Give educators credit for adapting to new methods
OVID-19 has been an enormous challenge to the nation’s public school system. It has forced tens of millions of students to stay at home, often for months at a time, rather than go to class.
Give educators credit for doing what they could with “remote learning.” Thrown suddenly into a whole new way of trying to reach students, many teachers have done remarkably well.
Still, there is no substitute for having students in seats in front of a teacher.
Arguing that technology can be a substitute for regular human contact is dreaming.
In the wake of the epidemic, the great task facing educators will be finding better ways to teach children at a distance, should some new disease threaten us in the future. A good start would be evaluating what has worked and what has not during the past several months.
Testing is one method of determining that, so it may have come as a surprise to some that the nation’s primary means of doing that, the National Assessment of Educational Progress (NAEP), has been called off for 2021.
Sometimes referred to as “the nation’s report card,” the NAEP administers tests in every state to gauge how well students across the country are doing in learning important material. It is the only way of comparing performance state-by-state.
Doing that must be approached cautiously, however. The NAEP has many drawbacks, including the fact that its tests are administered only to relatively small samples of students in each state.

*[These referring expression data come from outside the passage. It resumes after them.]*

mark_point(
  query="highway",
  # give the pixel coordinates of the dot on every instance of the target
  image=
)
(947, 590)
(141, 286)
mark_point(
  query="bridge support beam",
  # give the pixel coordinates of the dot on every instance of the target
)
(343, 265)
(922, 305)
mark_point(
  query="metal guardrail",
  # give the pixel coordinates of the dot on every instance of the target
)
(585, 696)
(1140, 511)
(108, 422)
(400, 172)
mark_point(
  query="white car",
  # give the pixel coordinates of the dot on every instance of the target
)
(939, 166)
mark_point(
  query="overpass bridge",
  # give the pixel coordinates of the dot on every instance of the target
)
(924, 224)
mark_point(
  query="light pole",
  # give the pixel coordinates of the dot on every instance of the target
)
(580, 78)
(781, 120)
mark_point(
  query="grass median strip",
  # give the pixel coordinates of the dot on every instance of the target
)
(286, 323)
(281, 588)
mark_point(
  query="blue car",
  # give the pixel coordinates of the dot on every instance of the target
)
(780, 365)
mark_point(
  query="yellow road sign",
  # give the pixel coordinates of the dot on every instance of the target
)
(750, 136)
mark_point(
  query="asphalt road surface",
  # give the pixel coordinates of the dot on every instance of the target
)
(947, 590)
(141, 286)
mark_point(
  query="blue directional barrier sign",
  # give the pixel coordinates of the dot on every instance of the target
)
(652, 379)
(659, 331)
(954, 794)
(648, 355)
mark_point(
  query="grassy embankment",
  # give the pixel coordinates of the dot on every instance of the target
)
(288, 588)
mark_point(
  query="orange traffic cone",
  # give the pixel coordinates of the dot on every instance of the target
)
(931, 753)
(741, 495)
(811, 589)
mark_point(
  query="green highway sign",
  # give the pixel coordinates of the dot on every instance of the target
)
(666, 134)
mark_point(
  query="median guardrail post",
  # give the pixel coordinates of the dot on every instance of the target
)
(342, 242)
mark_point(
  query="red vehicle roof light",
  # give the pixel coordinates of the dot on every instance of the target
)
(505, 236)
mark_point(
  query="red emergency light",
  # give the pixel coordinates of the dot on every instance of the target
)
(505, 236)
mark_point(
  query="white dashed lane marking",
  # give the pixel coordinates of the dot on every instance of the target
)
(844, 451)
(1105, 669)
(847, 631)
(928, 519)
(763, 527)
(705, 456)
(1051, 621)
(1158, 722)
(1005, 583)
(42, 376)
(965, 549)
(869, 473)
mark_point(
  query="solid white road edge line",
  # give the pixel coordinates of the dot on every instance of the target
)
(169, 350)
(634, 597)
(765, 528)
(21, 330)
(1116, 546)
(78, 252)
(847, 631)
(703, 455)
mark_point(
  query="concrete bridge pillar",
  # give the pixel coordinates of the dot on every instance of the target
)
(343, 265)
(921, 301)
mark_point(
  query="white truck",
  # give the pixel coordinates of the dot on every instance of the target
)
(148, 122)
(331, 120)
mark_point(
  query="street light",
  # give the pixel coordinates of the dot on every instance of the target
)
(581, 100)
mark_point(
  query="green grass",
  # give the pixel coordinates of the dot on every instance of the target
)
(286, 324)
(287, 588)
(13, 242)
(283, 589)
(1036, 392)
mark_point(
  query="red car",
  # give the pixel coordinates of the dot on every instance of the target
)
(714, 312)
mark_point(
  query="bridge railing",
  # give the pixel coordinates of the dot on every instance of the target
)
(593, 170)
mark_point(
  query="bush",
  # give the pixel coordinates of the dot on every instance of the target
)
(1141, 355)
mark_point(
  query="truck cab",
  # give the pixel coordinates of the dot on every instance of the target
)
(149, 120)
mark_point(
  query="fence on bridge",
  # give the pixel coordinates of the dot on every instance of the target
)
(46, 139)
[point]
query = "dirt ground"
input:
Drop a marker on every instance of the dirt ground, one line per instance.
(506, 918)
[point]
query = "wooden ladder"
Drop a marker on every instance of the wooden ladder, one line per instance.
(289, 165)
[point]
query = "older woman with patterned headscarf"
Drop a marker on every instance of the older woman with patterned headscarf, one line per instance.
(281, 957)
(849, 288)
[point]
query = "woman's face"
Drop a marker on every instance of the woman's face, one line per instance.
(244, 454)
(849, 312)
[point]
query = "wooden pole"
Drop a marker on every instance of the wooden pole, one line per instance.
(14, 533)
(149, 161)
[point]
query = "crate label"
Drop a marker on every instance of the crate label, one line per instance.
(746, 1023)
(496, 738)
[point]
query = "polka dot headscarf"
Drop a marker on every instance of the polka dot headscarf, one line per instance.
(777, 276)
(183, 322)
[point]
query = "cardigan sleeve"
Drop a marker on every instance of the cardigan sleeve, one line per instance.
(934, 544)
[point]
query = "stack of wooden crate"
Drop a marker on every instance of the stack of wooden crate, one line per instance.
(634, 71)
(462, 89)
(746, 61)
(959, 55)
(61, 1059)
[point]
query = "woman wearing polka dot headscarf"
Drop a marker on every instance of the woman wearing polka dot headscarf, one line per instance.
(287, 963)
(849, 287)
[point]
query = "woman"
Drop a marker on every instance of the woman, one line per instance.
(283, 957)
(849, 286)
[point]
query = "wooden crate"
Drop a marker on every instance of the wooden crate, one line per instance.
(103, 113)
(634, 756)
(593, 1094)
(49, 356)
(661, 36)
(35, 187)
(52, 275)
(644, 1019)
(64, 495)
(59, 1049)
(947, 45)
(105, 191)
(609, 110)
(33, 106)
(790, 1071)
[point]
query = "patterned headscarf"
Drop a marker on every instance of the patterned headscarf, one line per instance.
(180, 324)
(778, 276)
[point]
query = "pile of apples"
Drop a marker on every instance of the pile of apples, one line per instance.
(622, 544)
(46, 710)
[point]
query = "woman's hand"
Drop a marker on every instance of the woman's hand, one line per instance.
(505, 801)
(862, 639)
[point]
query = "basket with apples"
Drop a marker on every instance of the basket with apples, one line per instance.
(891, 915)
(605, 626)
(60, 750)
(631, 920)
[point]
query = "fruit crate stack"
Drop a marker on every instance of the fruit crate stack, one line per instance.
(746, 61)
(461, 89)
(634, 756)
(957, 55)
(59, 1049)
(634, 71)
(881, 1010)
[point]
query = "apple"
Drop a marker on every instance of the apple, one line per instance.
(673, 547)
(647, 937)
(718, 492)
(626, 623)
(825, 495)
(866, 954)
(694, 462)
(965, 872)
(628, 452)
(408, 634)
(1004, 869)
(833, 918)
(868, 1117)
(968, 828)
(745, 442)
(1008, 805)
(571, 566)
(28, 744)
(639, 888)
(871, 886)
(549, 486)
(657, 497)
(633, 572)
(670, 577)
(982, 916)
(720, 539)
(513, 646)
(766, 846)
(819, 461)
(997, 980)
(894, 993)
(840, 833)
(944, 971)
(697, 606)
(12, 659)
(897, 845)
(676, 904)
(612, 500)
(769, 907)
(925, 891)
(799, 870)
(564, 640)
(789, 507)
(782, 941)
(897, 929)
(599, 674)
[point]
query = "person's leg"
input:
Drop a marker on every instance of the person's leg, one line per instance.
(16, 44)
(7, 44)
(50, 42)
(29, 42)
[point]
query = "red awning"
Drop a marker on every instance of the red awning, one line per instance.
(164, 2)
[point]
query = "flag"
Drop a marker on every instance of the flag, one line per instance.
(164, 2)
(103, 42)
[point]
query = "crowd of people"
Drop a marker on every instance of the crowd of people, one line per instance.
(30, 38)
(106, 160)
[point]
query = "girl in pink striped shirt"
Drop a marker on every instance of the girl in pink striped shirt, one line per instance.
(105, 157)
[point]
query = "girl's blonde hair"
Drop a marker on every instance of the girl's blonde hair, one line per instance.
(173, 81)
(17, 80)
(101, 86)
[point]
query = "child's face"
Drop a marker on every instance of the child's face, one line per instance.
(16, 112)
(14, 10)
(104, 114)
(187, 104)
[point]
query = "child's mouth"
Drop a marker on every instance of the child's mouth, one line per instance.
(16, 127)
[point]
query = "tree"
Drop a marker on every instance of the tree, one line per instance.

Still, it is something. So why call it off for 2021?
Because administering it would be a gigantic case of comparing apples to oranges. One example: Access to the internet, the primary tool in “remote learning,” varies wildly from state to state. NAEP score would be likely to indicate, inaccurately in many cases, that teaching in internet-rich states was more effective than in those with less access.
So postponing the NAEP unti 2022 was wise. That leaves the burden of evaluating “remote learning” up to states and school district within them.
Clearly, that is a task that must be undertaken — objectively — as soon as possible next year.